Jak się sprawa zakończyła? Ochalik w ramach “autoryzacji” wyciął wszystkie odpowiedzi, czyli – mówiąc krótko – wykasował cały wywiad. A kiedy wywiad i tak został wydrukowany, oświadczył, że ani ów dziennikarz, ani nikt z jego gazety nigdy nie wejdzie na stadion Wisły. Na koniec zapowiedział spotkanie w sądzie.

Hmmm, to byłoby bardzo ciekawe spotkanie (chociaż oczywiście nigdy do niego nie dojdzie, bo jak ten cały rzecznik pójdzie do przełożonego i powie, że trzeba wziąć adwokata i wytoczyć “Tylko Piłce” sprawę o wydrukowanie prawdziwego wywiadu z Pawełkiem, to zostanie poproszony o zamknięcie drzwi z drugiej strony). Bardzo jesteśmy ciekawi argumentacji napuszonego pana z Wisły, zgodnie z którym paragrafem chciał zabronić publikacji wywiadu, którego sam nie udzielił. Autoryzacja – chora, postkomunistyczna pozostałość legislacyjna – jest koniecznie wówczas, gdy rozmówca wyraźnie zażąda pokazania mu treści wywiadu przed publikacją. A jeśli Mariusz Pawełek nie zażądał, to rzecznikowi nic do tego. Jeśli z kolei zażądał (ale nie zażądał), to on ma prawo do ewentualnej zmiany tekstu, a nie jakieś osoby trzecie. Jeśli do gry wchodzą osoby trzecie, to już nie jest autoryzacja, tylko cenzura.
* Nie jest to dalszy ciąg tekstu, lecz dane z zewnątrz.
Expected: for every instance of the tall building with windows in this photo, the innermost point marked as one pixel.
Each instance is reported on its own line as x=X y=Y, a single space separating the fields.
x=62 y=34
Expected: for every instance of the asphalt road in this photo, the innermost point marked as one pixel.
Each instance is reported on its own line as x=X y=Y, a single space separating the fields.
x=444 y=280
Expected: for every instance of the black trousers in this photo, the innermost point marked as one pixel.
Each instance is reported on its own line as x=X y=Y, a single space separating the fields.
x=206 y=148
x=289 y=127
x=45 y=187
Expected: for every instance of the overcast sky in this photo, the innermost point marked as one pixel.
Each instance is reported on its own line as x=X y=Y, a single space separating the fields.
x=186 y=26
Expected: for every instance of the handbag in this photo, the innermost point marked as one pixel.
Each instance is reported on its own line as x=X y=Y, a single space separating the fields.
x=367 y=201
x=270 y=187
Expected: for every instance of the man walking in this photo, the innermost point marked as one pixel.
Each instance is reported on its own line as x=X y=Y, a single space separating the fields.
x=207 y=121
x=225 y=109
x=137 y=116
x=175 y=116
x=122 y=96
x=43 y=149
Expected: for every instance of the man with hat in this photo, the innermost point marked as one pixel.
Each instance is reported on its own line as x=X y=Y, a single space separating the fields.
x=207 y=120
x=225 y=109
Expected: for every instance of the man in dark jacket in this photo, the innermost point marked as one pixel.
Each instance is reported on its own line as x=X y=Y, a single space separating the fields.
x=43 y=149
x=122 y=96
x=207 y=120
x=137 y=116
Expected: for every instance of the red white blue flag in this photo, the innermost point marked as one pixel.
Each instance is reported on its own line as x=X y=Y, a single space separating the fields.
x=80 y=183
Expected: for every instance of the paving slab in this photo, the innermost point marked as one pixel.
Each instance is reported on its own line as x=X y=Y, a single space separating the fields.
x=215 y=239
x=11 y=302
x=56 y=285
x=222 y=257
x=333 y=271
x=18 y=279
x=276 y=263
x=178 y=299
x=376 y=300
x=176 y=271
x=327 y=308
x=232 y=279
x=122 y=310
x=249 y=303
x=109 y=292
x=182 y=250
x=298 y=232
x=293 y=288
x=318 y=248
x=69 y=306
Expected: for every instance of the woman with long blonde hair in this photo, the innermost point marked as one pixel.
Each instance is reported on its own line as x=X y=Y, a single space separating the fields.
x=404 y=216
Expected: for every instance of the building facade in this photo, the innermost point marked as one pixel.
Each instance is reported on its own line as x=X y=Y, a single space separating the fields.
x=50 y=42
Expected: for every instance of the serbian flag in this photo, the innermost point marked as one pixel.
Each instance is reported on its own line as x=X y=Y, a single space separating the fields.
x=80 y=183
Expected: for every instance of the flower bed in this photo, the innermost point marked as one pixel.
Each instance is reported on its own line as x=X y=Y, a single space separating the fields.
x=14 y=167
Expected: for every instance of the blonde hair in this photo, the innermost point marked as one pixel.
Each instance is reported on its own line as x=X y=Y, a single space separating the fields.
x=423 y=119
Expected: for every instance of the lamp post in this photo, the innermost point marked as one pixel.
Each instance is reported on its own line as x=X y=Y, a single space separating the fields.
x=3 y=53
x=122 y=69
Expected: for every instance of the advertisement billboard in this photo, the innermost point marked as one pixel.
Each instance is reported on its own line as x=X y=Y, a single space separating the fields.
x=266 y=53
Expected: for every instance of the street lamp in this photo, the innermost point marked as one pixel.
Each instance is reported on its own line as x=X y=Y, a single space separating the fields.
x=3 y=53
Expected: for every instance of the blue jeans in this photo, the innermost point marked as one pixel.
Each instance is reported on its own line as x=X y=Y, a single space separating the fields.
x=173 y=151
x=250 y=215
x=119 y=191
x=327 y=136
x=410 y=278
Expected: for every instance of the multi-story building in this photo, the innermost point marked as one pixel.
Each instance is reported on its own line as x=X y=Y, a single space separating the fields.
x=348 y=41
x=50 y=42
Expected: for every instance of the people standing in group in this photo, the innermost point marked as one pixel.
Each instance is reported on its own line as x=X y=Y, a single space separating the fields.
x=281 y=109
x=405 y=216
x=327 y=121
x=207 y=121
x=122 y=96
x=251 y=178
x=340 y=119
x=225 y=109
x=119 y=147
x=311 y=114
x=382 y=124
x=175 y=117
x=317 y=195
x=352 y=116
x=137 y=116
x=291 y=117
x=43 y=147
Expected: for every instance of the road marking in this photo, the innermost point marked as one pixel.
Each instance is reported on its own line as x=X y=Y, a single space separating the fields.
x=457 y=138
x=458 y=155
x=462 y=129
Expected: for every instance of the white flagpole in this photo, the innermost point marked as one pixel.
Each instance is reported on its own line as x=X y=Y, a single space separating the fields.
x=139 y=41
Ł»eby jeszcze ten Pawełek powiedział coś naprawdę szokującego. Ale nie, ten wywiad zaczyna się od…

– Witam, jak zdrowie?
– Coraz lepiej. Kolano już nie boli, wszystko idzie ku dobremu. Pozostało jeszcze tylko kilka dni do odzyskania pełnej dyspozycji.

Reklama

Naprawdę, szokujące. Brrr.

Podsumowując – zajmij się chłopie tym, czym powinieneś. Zamiast się sadzić, zaparz herbatę. Może jakiś dziennikarz będzie chciał łyka. Jako że jesteś niespełnionym aktorem (podobno), rozumiemy, że chcesz dodać swojej funkcji odrobiny prestiżu. Ale to bez sensu, serio. Jakkolwiek następne zdanie będzie dla ciebie bolesne, przeczytaj je ze trzy razy: jesteś na samym dole drabinki. Nie umiesz tego faktu zaakceptować? Zmień pracę. I po prostu przestać wkurwiać ludzi.

PS
Poruszyliśmy ten temat, bo sytuacja powtarza się non-stop. Czy sam rzecznik potrafi wyliczyć, ilu to redakcjom zapowiedział zakaz wstępu na stadion z jakichś bezsensownych powodów? Jednej jak kiedyś odebrał akredytacje, to przez chwilę czuł się królem świata. Niestety, prezes klubu kazał mu zwrócić wejściówki dziennikarzom. Byłoby to nawet na swój sposób zabawne, gdyby nie fakt, że nie tak się buduje wizerunek klubu. Ochalik dziennikarzom Wisłę obrzydza, co może przekładać się na wydźwięk tekstów, a nie z tego jest chyba rozliczany.

Najnowsze

Komentarze

0 komentarzy

Loading...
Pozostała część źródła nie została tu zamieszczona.